Stochastic models and probabilistic trajectory training fix a key failure in coarse-grained chaotic models
This paper shows that two things are needed to make data-driven reduced models of chaotic systems work well: randomness inside the model, and training that evaluates whole forecast distributions over finite trajectories. Without both, learned models can look good one step at a time but fail to reproduce real long-term variability.
Coarse-grained models — sometimes called closures — try to represent a complex system with fewer variables. That leaves out many fast or small-scale effects, which creates systematic errors. A common way to learn closures from data is to minimize one-step prediction error, implicitly assuming the missing effects act like memoryless (Markovian) noise. The authors prove that a different common practice — optimizing deterministic pointwise losses such as mean squared error (MSE) over entire chaotic trajectories — causes a mathematical degeneracy: it suppresses the model’s predictive variance and removes physical variability in long simulations.
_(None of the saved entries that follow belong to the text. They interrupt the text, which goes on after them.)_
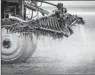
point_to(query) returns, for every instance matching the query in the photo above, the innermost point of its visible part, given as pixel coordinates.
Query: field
(73, 55)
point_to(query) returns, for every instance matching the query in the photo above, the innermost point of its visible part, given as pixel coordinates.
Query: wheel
(16, 47)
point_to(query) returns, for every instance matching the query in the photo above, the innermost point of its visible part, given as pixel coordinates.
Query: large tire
(17, 47)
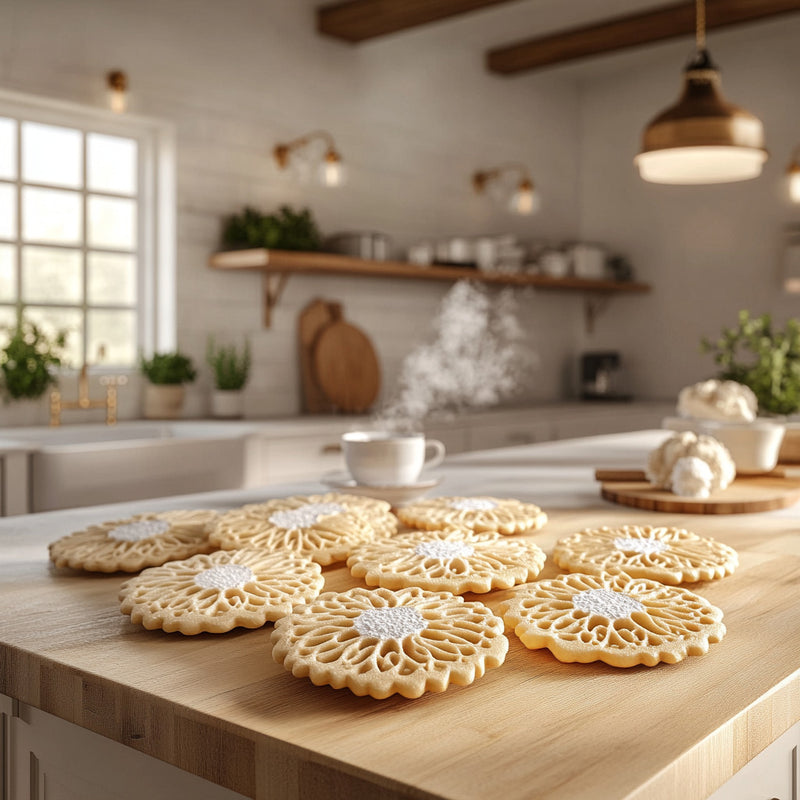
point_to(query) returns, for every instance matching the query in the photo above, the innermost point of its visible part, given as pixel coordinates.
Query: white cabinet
(774, 774)
(293, 458)
(309, 450)
(47, 758)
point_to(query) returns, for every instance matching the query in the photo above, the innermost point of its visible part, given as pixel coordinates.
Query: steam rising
(476, 359)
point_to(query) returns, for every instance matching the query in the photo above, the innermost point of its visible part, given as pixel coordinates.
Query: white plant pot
(163, 401)
(227, 403)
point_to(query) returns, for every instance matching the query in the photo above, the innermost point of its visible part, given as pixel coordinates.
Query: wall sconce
(702, 138)
(331, 170)
(523, 200)
(117, 82)
(793, 175)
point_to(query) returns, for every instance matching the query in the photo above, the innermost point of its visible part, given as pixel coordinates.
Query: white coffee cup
(384, 458)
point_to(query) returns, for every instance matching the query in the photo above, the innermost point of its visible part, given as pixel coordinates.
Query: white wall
(413, 119)
(708, 251)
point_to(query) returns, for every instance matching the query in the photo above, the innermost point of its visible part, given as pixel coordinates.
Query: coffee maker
(600, 373)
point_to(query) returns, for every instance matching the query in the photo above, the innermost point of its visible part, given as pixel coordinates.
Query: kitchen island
(220, 708)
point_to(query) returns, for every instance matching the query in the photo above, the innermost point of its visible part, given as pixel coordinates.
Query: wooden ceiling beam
(636, 30)
(357, 20)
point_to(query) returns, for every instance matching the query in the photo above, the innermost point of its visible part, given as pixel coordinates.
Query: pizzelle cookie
(479, 514)
(617, 619)
(217, 592)
(322, 527)
(452, 560)
(379, 642)
(668, 555)
(129, 545)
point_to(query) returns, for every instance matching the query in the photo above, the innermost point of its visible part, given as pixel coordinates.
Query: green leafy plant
(28, 360)
(765, 359)
(285, 230)
(168, 368)
(231, 366)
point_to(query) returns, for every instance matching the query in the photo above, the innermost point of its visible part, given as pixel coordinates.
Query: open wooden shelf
(277, 265)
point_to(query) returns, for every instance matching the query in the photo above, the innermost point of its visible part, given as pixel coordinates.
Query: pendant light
(702, 138)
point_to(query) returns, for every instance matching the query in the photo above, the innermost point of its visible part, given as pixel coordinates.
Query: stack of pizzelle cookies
(409, 631)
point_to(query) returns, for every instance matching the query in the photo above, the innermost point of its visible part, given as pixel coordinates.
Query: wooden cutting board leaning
(339, 368)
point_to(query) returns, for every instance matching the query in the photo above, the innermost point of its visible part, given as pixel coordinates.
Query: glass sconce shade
(523, 198)
(793, 174)
(331, 171)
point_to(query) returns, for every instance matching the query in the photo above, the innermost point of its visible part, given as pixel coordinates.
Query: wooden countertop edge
(703, 769)
(258, 765)
(244, 761)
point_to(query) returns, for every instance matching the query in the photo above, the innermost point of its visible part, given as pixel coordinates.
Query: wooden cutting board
(312, 320)
(345, 366)
(746, 495)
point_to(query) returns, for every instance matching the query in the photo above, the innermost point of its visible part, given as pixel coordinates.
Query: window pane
(115, 332)
(52, 320)
(52, 155)
(112, 164)
(111, 279)
(8, 148)
(8, 211)
(50, 215)
(112, 223)
(51, 275)
(8, 274)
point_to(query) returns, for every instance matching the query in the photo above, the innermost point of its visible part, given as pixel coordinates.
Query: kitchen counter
(219, 707)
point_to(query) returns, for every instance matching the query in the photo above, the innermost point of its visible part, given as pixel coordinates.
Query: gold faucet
(84, 401)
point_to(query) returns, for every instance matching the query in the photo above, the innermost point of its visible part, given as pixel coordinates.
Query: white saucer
(396, 495)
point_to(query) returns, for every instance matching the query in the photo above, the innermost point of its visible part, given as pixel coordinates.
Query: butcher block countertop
(218, 706)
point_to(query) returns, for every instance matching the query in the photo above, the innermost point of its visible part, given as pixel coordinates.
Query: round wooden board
(743, 496)
(346, 367)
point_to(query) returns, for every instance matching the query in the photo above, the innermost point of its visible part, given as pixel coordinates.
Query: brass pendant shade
(702, 138)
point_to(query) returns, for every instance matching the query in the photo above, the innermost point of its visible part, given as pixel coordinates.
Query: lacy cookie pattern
(617, 619)
(452, 560)
(130, 545)
(322, 527)
(217, 592)
(668, 555)
(378, 642)
(505, 516)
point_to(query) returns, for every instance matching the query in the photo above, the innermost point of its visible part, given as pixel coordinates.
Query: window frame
(156, 319)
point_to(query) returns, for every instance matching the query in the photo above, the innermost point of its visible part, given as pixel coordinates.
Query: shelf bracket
(593, 306)
(273, 285)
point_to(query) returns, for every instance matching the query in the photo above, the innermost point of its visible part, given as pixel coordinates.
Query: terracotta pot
(164, 401)
(227, 403)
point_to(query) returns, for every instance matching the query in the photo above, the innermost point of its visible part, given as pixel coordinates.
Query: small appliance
(600, 373)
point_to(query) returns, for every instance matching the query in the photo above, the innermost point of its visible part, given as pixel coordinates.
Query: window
(86, 228)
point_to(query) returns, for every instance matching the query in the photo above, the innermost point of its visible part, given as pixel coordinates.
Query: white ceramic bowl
(754, 446)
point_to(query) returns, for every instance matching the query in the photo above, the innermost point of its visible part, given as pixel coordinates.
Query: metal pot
(369, 245)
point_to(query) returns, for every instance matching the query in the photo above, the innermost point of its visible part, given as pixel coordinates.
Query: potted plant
(231, 369)
(762, 357)
(166, 374)
(28, 363)
(286, 229)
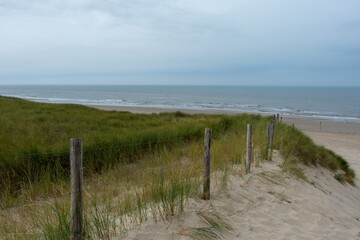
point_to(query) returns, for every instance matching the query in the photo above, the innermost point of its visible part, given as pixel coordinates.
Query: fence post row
(76, 168)
(248, 148)
(207, 148)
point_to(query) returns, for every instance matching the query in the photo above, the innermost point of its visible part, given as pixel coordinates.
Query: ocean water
(335, 103)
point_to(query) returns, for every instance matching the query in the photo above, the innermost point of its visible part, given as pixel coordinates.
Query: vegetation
(137, 167)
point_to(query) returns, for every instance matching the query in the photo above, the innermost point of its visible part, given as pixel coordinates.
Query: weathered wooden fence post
(248, 148)
(269, 139)
(76, 167)
(207, 148)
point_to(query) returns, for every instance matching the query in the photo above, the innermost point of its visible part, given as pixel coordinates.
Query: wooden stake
(248, 148)
(207, 147)
(76, 188)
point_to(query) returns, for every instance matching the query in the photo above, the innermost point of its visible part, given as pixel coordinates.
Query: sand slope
(269, 204)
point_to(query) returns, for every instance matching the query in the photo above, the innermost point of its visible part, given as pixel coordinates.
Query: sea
(340, 104)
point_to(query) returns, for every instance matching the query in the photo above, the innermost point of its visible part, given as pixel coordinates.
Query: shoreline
(310, 124)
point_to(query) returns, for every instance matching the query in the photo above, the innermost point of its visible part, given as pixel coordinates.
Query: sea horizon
(336, 103)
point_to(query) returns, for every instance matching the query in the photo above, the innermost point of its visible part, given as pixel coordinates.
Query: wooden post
(76, 188)
(248, 148)
(271, 140)
(207, 147)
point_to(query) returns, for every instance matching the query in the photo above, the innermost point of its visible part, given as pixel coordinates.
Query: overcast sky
(227, 42)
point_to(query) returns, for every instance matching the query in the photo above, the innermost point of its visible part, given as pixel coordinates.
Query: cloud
(229, 38)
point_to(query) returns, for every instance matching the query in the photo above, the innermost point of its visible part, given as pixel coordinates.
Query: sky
(180, 42)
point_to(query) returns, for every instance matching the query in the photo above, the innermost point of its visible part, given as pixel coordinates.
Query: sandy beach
(269, 204)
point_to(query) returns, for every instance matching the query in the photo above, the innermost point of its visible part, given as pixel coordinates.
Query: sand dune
(270, 204)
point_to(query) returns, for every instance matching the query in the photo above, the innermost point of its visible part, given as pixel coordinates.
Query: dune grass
(137, 167)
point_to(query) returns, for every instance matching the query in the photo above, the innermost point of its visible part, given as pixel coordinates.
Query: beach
(269, 204)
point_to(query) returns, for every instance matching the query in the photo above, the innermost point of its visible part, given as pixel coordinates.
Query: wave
(161, 103)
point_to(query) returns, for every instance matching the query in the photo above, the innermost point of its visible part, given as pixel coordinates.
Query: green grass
(34, 138)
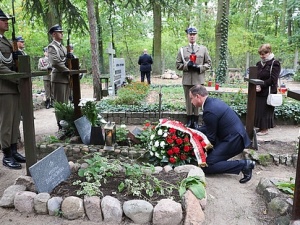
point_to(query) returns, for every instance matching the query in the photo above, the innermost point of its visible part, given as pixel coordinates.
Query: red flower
(172, 160)
(170, 152)
(179, 141)
(183, 157)
(169, 140)
(176, 150)
(172, 130)
(186, 148)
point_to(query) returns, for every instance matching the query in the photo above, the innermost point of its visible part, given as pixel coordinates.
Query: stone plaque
(84, 126)
(50, 171)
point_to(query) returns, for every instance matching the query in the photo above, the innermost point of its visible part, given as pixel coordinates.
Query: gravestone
(84, 126)
(50, 171)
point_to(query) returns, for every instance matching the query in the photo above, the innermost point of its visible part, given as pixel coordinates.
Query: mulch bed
(66, 188)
The cure, the paper argues, is to treat predictions as probability distributions and to train against strictly proper scoring rules. A strictly proper scoring rule rewards a forecast that assigns high probability to the observations and penalizes forecasts that are overconfident or underdispersed. By targeting forecast distributions rather than single realized trajectories, these losses stop penalizing predictive spread and make the long-term optimal model match the system’s invariant measure — the correct long-term statistics.
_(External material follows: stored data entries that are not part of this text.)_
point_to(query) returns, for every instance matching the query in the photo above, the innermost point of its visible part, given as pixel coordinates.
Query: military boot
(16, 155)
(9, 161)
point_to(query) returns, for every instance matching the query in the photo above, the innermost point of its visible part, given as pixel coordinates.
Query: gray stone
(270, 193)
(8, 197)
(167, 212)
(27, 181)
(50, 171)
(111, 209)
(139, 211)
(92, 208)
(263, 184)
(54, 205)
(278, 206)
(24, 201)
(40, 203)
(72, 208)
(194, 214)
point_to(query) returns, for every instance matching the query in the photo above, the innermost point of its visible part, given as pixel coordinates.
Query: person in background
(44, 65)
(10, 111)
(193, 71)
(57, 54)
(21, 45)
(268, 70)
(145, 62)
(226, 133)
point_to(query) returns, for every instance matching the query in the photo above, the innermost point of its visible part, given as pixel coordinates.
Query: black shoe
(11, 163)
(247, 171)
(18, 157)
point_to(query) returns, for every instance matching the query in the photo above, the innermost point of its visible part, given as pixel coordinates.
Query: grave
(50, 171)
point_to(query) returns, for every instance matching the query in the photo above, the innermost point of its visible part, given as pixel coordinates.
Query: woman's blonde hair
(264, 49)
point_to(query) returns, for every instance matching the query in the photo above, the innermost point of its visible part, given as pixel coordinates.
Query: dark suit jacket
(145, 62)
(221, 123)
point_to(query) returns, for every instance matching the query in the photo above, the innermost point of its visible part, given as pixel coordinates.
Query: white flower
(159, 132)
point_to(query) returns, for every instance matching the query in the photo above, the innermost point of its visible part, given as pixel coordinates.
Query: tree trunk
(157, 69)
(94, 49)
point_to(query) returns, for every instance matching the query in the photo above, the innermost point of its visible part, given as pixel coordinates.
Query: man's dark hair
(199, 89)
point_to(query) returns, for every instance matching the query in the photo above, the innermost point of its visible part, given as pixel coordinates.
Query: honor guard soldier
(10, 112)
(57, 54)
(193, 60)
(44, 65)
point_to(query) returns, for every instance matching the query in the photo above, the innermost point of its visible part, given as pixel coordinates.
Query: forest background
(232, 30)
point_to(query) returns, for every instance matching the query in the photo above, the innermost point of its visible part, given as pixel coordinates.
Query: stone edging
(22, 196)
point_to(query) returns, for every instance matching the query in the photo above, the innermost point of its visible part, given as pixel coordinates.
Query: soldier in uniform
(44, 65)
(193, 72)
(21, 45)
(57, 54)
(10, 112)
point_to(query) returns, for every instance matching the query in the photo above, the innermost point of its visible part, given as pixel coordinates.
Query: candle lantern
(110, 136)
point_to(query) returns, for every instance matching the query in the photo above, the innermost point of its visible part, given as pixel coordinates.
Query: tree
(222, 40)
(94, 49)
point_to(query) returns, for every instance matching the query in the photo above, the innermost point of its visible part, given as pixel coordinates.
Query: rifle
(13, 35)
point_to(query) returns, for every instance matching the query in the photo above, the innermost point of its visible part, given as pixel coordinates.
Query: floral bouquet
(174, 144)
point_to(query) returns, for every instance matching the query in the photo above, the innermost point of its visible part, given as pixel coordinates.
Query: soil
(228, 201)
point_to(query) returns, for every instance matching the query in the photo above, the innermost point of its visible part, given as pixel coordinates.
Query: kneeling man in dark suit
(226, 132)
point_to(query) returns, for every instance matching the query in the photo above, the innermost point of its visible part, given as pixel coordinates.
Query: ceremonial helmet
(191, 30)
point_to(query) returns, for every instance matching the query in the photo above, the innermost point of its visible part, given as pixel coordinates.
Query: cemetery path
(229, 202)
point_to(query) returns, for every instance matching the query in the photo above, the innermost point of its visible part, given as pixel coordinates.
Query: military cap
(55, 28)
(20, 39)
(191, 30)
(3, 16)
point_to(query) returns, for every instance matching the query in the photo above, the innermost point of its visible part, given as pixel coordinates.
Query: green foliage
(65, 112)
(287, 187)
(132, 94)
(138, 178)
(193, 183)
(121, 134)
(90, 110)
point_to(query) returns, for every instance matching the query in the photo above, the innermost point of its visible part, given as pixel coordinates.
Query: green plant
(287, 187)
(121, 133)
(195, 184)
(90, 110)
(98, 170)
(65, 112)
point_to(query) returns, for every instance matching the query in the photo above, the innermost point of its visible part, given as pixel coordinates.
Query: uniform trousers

The authors test these ideas on a canonical chaotic system from fluid dynamics called quasi‑geostrophic turbulence. They find that closures trained one step at a time fail to reproduce stable coarse-grained dynamics. Deterministic closures trained over trajectories do show the predicted loss of variance. In contrast, stochastic closures calibrated over trajectories with a distributional score called the energy score produce skillful ensemble forecasts and realistic long-term statistics.